いたましい事故ですが、この事件だけを見れば(大変申し訳ない言い方ですが)、どこにでもある事件だと思います。「あぁ、またか」という類の事件です。しかし、この事件の問題点は、この逮捕された男が7年前にも同様の事故を起こして服役し、今月出所したばかりだったという点です。ネット上のニュースには前回の事件までしか取り上げていませんが、テレビではその前にも同様の事件があったと報道されていました。
一回目で更生できず、二回目に有罪となり服役し、出所したら同じ事件を繰り返したと言う事ですよね。この事件で改めて理解したのですけれど、「出所する」というのは「更生した」と同義語ではないんですね。犯した罪によって刑期が決まり、その刑期さえ勤めてしまえば、全く反省をしていなくても外に出てきてしまうんですね。そして同じ事を繰り返せば罪は重くなるからいつかは出て来られなくなる。そういうシステムということなんですね。と言う事は、その「いつか出てこられなくなる」までには、何人かの犠牲が払われることを黙認しているという事なんですね。

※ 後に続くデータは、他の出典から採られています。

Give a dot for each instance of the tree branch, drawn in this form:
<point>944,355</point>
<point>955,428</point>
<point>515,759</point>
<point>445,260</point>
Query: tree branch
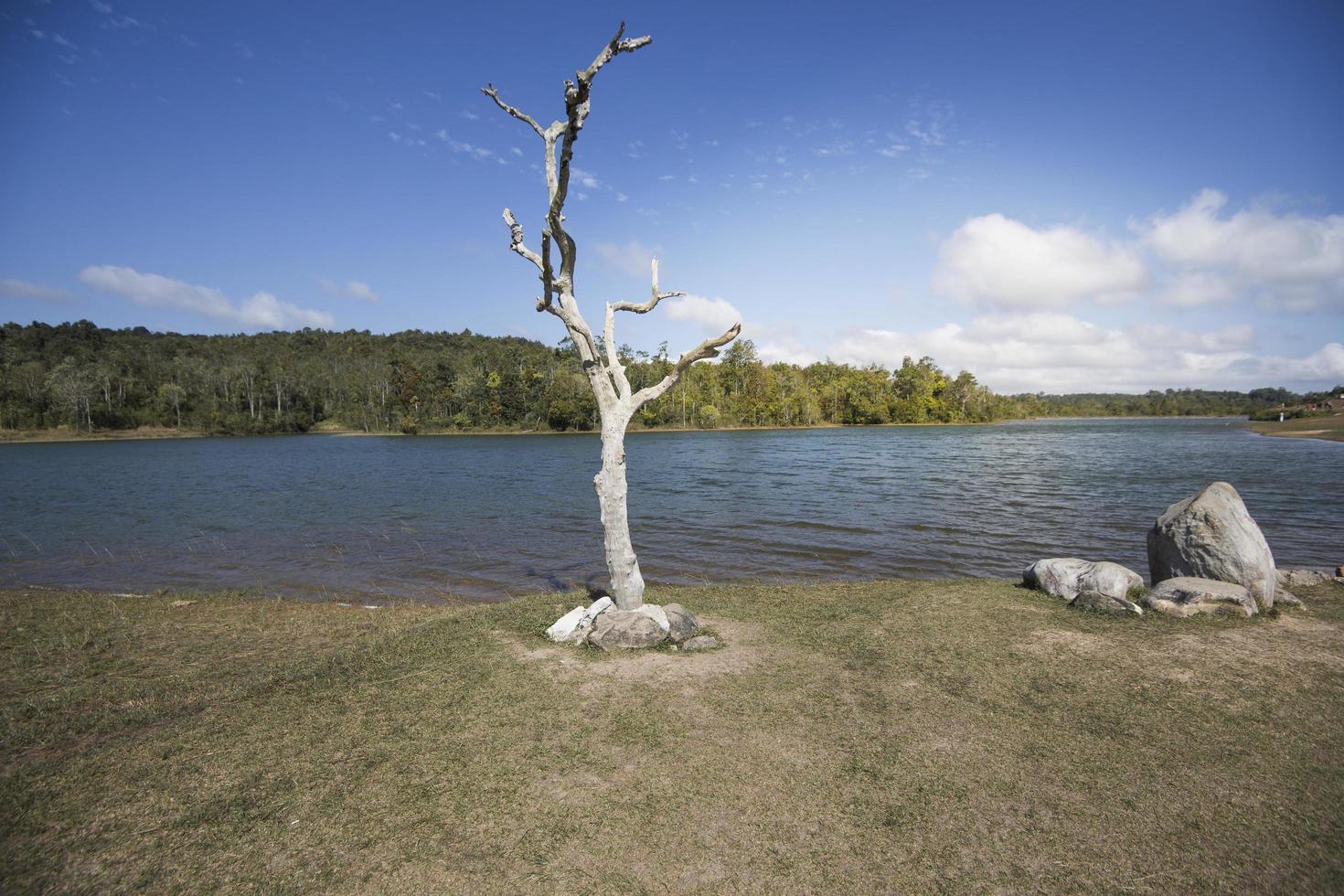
<point>709,348</point>
<point>517,240</point>
<point>495,94</point>
<point>613,359</point>
<point>655,297</point>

「人権」....とても格好良い言葉です。「差別のない社会」....良いですねぇ。「どんな人にも権利はある」....素晴らしい。えぇ、確かにそれは理想です。殺人犯にも人権はあるから人間らしくする権利はある。ええ、その通りでしょう。しかし、犯した罪で決められた刑期を刑務所で過ごすだけではなく、きちんと犯罪の目がなくなるまで社会と隔絶する事も必要なのではないでしょうか。犯した罪を刑期で償うのではなく、その人が本当に反省をして二度と事件を起こさないような確証が得られるまで社会から隔絶する事は人権を無視したことでしょうか。犯罪を犯す危険のある人を「一般の人」と一緒にしないでくれと思うことは「差別」になるのでしょうか。

私には縁のない地域の全く面識のない人が被害にあった事件ですから「あーあ、まだこんな事件だよ」なんて野次馬的に言っている私ですが、当然ながら当事者は怒りに震えていると思います。テレビでは、犯人の家の近所の人が「出てきちゃったから、また同じ事件がおきるかな。今度は人を殺しちゃうんじゃない?」と話し合っていたそうです。そしてこの事件。一生懸命生きようと努力しているけどうまく行かない人もいます。そういう人の権利は尊重されるべきだと思いますが、このような犯人に対してまで人権や権利を本当に尊重しなければならないのでしょうか。人間としての権利を剥奪して、服も着せず、残飯を与え、殴る蹴るの暴行を加えても文句を言うなという話をしているんじゃないです。単に更生するまで外に出すな。そして更生できるプログラムを与えろと言う事を言っているのです。

犯罪を犯して刑務所に収監したのに、本当に更生したかどうかも確認せず、刑期が終わったからと世の中に放り出すのは、それを受け入れる側も、放り出される側もかわいそうですね。